Capturing photos and videos of atrocities is an inherently risky and life-threatening pursuit. Between 2006 and 2020, more than 1,200 journalsitsreportedly were killed globally. Many more are subject to threats. While no technology can eliminate those risks, the eyeWitness to Atrocities app has numerous security features that are vital to journalists reporting in high-risk contexts including a hidden password-protected gallery, app icon disguise, encryption, and emergency uninstall.

Report stories and aid justice

One of the questions many citizen and independent journalists have is how to deliver evidence to accountability mechanisms.

eyeWitness is a three-step verification and accountability process. First, documenters capture photos and videos with the app. Second, they upload the footage to the secure eyeWitness server where they cannot be tampered with. Third, eyeWitness analyses, catalogues, tags, and indexes the footage ready for investigators, and then seeks avenues for accountability. It should be noted that users can include an email address so that eyeWitness can contact them directly about using their footage for justice. However, this is strictly voluntary as many users in high-risk areas prefer to use eyeWitness anonymously.

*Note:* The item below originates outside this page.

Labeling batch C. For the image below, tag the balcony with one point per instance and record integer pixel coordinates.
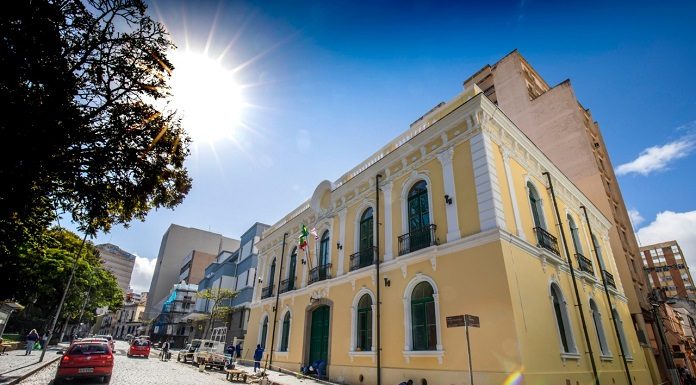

As a result of eyeWitness’ three-step process, footage captured with the app has contributed to major accountability milestones, including the conviction of two warlords in Democratic Republic of the Congo.

Confidential partnerships

Although many use the eyeWitness to Atrocities app independently, many prefer to work in partnership with eyeWitness to access additional legal expertise and documentation training. Importantly for journalists, partnership agreements can also include an embargo on footage. This will ensure that eyeWitness will not submit the footage to accountability mechanisms until a certain date set by the partner.

Numerous independent and citizen journalists partner with eyeWitness so they can simultaneously break major stories and contribute to international justice. For example, Nigerian journalist Hassan John reports violent attacks on villages across the Middle Belt region of Nigeria. In addition to using his footage for his advocacy and journalistic work, Hassan has collaborated with both eyeWitness and other eyeWitness partners in Nigeria to submit an urgent appeal to the United Nations.

Photojournalist, Anastasia Taylor-Lind, helped collect vital evidence of attacks on civilian housing in Ukraine with the eyeWitness to Atrocities app whilst reporting the stories of civilian life in wartime. Anastasia’s professional photos from the mission appeared in TIME magazine in 2018, and her eyeWitness footage was later used as evidence in a submission to the United Nations in 2020.